Carter suffered ongoing abuse during his three months of life. When he died, the medical examiner found 23 rib fractures, burns on one hand and one foot, a broken arm and skull injuries. The father admitted that he burned the baby in an attempt to get him to stop crying.
When she died, Emma had cigarette burns on the back of her head and the sole of her foot. She was reportedly left alone in the bathtub once and had to be revived. Brenner used "taco time" to punish the child - wrapping her in blankets so tight she was unable to move and, at times, draw breath. She survived those abuses, but ultimately died of blunt force trauma to the head.
To some, the sentences aren't even close to rendering justice for Emma and Carter. They point at the fact that the county prosecutor's office initially charged the men with murder, but entered plea bargains for lesser charges.
Wood County Prosecutor Paul Dobson explained that concerns about the quality of the evidence led to the plea agreements. The last result Dobson wanted, he said, was to see the defendants walk out of court free men. And putting them away for lesser prison sentences was better than risking immediate release.
But another question is troubling me.
In both of these cases, the mothers previously had children removed from their care. That leads me to wonder - why would we think that a person who has difficulty parenting in the past will have any better results in the future unless something has drastically changed? How many chances do parents have to get it right, and at what cost?
Our legal system often puts strict limits on people convicted of animal abuse. There have been local cases where the defendants are forbidden from owning animals again.
Do children deserve any less protection?
I realize that any suggestion of trampling on parental rights raises the hackles of some.

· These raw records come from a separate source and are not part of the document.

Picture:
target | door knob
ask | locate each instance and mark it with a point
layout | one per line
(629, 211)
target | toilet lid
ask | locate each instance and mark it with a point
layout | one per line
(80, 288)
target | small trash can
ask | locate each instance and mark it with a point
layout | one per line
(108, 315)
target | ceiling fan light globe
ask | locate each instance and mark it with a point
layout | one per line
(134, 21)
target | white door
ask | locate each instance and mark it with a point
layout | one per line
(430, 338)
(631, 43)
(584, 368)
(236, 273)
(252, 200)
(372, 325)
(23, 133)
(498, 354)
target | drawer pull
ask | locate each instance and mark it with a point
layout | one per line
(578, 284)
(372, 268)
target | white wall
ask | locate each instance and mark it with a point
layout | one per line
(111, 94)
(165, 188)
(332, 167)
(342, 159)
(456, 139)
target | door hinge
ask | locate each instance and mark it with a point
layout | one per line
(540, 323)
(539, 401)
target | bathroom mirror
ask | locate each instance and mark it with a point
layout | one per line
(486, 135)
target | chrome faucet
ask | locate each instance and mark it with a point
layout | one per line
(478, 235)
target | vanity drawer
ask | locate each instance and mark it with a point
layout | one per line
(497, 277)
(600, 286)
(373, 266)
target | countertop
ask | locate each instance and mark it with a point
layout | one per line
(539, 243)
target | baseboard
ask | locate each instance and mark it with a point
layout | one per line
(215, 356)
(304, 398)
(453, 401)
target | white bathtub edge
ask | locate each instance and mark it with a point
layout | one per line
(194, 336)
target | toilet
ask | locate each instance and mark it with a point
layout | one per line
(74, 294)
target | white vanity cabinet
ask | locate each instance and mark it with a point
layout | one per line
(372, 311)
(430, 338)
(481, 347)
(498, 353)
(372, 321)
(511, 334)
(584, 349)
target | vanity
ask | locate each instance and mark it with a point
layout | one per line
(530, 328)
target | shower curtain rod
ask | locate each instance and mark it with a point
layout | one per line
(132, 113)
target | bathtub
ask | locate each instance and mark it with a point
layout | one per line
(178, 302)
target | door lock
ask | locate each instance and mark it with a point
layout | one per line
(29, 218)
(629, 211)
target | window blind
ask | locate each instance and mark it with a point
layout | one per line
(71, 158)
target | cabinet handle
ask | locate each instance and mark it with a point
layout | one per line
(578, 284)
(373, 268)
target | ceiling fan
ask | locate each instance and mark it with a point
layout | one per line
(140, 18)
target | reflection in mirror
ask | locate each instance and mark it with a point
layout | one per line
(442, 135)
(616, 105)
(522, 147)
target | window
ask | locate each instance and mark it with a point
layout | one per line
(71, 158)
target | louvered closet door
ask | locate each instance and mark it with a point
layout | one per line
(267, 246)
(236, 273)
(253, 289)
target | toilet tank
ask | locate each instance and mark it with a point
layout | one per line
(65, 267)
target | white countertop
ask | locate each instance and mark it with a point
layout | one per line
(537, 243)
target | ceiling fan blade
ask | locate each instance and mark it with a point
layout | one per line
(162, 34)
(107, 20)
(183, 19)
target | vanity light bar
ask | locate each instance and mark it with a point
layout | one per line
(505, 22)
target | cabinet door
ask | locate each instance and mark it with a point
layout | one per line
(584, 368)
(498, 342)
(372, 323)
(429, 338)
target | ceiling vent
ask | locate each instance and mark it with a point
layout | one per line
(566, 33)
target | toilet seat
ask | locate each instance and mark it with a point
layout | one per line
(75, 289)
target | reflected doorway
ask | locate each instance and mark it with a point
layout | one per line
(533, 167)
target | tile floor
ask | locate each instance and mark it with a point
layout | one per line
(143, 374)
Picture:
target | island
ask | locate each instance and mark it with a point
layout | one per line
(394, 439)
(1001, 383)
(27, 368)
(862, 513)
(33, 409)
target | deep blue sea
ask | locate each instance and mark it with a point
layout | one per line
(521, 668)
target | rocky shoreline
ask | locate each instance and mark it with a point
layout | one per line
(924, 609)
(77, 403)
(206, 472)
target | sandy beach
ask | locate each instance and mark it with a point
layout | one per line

I also know the pendulum of social services is currently stuck in the far corner of favoring parental rights over what seems best for children - often tying the hands of those charged with protecting children from harm.
And any intervention by governmental services monitoring the lives of children will undoubtedly be paid for by taxpayers.
I am left with no answers, but so many questions.
I just know that when parents don't protect their children, that job must fall to someone else. And in the cases of Emma and Carter, we failed miserably.